If there is one lesson coming out of this crisis, it is the need to restore the proper role of science and research as well as critical supply chain production at home or in close locations.

The author, Jonathan Tennenbaum wrote:

"The various fields of science and technology are so closely connected that a breakthrough in one area can rapidly trigger a chain reaction of breakthroughs in other areas. The `impossible' becomes possible, the difficult becomes easy. Ideas, long since abandoned as hopelessly difficult to realize, suddenly take on new lives.

"Hydrogen-boron fusion is one example. In principle, the fusion reaction between nuclei of hydrogen and boron could provide a highly efficient, radioactivity-free form of nuclear energy with practically unlimited fuel reserves. The reaction produces no dangerous penetrating radiation and no radioactive waste, but only stable alpha particles, whose electrical charge even permits a direct conversion of fusion energy into electricity.

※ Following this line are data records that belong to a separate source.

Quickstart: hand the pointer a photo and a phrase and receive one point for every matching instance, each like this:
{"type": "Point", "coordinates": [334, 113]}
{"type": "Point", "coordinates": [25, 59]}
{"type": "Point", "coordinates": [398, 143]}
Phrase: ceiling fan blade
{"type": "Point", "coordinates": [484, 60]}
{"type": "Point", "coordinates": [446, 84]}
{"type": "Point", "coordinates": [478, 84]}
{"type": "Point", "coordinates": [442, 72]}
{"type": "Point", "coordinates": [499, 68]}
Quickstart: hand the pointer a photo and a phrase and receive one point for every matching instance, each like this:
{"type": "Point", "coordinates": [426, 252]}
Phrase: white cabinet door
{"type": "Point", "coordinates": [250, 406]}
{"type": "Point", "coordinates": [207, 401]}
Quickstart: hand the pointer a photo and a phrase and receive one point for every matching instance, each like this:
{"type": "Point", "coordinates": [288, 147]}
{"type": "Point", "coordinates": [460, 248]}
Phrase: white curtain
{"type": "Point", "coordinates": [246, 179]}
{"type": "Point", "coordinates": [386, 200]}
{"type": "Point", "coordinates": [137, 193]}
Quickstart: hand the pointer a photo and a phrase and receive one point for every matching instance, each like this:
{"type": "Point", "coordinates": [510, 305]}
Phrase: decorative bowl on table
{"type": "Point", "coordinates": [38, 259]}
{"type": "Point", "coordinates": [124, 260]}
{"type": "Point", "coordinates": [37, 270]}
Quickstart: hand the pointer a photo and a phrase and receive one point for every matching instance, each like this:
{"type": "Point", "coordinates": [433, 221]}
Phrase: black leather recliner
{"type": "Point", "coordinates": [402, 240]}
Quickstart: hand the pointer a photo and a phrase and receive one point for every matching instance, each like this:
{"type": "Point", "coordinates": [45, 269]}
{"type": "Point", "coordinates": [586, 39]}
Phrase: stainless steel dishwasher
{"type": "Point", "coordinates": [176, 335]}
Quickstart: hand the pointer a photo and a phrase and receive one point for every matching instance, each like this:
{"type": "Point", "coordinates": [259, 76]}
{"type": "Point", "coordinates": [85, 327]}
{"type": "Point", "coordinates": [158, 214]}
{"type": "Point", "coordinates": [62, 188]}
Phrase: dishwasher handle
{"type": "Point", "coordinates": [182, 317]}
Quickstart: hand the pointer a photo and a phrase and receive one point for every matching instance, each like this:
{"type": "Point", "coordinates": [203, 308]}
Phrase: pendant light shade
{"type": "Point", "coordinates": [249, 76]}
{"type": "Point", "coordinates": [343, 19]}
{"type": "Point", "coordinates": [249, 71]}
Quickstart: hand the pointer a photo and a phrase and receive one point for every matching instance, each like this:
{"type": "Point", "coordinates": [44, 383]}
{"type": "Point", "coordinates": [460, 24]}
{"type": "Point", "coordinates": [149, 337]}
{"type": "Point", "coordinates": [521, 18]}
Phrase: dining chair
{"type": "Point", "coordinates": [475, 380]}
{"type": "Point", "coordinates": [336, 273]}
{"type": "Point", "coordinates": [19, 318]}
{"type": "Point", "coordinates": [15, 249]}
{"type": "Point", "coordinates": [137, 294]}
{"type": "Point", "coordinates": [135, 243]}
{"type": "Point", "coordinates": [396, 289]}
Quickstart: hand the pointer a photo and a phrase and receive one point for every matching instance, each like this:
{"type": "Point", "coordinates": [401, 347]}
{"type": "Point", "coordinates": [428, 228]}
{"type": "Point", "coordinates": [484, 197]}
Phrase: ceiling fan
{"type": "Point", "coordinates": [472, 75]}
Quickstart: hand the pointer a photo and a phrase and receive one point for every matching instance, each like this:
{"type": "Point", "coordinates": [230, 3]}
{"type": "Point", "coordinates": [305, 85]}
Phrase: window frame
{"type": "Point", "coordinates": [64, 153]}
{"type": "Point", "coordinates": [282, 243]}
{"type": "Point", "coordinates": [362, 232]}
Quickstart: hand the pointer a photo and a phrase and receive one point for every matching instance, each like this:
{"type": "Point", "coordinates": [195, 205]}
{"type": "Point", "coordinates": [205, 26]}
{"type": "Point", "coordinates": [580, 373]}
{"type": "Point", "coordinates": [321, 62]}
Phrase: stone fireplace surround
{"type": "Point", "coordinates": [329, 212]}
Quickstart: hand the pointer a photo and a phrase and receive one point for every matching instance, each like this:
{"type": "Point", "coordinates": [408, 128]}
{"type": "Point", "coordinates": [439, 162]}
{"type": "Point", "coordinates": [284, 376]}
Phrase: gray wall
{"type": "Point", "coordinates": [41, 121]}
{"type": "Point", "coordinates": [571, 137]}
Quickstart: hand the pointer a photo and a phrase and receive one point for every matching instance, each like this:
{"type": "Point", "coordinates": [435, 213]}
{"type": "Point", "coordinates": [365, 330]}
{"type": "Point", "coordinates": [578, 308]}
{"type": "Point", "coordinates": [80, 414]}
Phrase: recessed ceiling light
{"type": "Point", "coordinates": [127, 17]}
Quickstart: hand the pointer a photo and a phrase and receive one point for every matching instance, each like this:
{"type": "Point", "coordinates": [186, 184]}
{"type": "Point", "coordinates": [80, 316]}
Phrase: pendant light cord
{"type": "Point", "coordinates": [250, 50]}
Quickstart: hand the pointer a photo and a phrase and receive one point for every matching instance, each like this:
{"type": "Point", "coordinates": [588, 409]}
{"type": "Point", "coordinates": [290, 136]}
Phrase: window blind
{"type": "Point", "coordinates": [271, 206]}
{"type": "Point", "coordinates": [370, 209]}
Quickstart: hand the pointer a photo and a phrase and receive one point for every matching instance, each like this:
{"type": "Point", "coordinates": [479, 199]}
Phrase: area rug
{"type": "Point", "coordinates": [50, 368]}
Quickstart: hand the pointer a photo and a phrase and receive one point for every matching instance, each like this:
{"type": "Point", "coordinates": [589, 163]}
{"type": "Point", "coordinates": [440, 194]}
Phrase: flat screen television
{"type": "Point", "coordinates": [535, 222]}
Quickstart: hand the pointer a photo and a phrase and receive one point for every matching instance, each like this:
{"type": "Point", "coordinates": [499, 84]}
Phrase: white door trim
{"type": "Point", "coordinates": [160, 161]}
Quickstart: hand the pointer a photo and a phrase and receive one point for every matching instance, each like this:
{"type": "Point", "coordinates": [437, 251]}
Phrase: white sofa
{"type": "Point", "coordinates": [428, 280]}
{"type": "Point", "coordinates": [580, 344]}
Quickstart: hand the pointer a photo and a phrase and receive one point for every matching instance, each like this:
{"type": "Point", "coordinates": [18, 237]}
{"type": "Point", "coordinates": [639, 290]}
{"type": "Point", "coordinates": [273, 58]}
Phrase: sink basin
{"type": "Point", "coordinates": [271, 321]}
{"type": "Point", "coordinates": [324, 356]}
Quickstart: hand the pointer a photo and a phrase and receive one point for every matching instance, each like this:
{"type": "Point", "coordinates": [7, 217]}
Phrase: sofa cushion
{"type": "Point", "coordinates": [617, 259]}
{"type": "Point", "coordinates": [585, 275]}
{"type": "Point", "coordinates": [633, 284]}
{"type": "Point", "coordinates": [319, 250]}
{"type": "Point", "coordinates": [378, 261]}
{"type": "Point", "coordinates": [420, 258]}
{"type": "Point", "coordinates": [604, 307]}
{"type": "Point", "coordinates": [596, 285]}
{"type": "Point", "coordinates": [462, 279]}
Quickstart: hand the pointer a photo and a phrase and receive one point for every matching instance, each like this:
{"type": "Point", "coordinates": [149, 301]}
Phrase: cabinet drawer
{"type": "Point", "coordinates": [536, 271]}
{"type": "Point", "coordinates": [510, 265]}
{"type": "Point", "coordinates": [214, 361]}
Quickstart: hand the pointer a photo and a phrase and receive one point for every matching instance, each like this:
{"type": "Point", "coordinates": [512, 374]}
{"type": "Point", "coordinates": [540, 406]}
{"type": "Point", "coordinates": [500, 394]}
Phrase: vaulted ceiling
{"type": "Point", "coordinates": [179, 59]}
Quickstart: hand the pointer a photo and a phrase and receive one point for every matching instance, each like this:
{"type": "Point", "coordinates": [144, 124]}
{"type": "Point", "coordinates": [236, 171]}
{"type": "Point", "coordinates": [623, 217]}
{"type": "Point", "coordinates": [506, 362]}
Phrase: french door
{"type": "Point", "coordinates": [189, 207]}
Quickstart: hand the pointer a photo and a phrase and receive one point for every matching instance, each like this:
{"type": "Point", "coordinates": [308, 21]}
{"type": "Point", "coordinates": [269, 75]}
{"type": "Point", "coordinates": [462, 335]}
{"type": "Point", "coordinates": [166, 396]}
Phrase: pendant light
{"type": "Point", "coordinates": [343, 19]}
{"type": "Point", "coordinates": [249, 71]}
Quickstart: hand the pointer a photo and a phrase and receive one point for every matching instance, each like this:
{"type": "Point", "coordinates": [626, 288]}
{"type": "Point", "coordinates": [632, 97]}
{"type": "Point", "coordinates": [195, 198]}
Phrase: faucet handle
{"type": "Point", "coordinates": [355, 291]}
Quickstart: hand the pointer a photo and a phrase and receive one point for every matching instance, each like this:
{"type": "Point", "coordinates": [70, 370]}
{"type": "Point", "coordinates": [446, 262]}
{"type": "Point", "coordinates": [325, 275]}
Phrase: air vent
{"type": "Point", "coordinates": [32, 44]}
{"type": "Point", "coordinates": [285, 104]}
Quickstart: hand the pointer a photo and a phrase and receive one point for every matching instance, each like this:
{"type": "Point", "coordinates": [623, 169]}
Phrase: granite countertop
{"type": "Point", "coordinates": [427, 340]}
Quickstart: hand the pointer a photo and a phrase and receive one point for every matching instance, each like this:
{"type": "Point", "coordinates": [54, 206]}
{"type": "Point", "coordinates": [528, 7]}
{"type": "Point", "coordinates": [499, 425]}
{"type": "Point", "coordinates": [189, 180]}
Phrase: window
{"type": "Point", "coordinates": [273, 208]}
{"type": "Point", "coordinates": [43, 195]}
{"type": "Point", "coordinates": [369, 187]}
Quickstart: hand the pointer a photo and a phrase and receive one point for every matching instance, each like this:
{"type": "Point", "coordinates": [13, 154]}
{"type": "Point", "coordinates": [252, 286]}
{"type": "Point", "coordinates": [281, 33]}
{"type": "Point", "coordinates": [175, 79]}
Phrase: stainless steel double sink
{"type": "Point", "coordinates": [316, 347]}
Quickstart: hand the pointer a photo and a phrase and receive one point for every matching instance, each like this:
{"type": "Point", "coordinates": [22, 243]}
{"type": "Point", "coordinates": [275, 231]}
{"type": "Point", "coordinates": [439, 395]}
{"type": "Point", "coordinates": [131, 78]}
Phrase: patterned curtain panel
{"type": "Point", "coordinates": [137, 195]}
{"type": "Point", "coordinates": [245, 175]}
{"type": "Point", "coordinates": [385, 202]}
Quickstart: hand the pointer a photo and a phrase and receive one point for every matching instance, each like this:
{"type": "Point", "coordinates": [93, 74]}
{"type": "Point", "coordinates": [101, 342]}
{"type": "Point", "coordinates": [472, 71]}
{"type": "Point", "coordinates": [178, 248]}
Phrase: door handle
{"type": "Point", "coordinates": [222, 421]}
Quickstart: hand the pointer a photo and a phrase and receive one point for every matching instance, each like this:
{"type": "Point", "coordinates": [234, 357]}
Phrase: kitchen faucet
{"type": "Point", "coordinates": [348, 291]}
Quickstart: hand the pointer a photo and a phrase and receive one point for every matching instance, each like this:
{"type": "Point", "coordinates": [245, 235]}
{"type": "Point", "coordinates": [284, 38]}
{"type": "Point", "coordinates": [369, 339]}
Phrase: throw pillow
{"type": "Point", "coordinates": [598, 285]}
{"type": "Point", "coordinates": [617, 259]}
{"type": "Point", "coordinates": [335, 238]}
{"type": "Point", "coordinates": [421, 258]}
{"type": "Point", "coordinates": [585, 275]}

"These advantages have long been known, but until recently the physical conditions thought necessary for a hydrogen-boron reactor – including temperatures of billions of degrees Celsius – seemed far beyond anything one might expect to achieve in the foreseeable future."

Recent breakthroughs by Nobel Prize winners Gerard Mourou and Donna Strickland in the field of chirped pulse amplification now make such a ignition possible.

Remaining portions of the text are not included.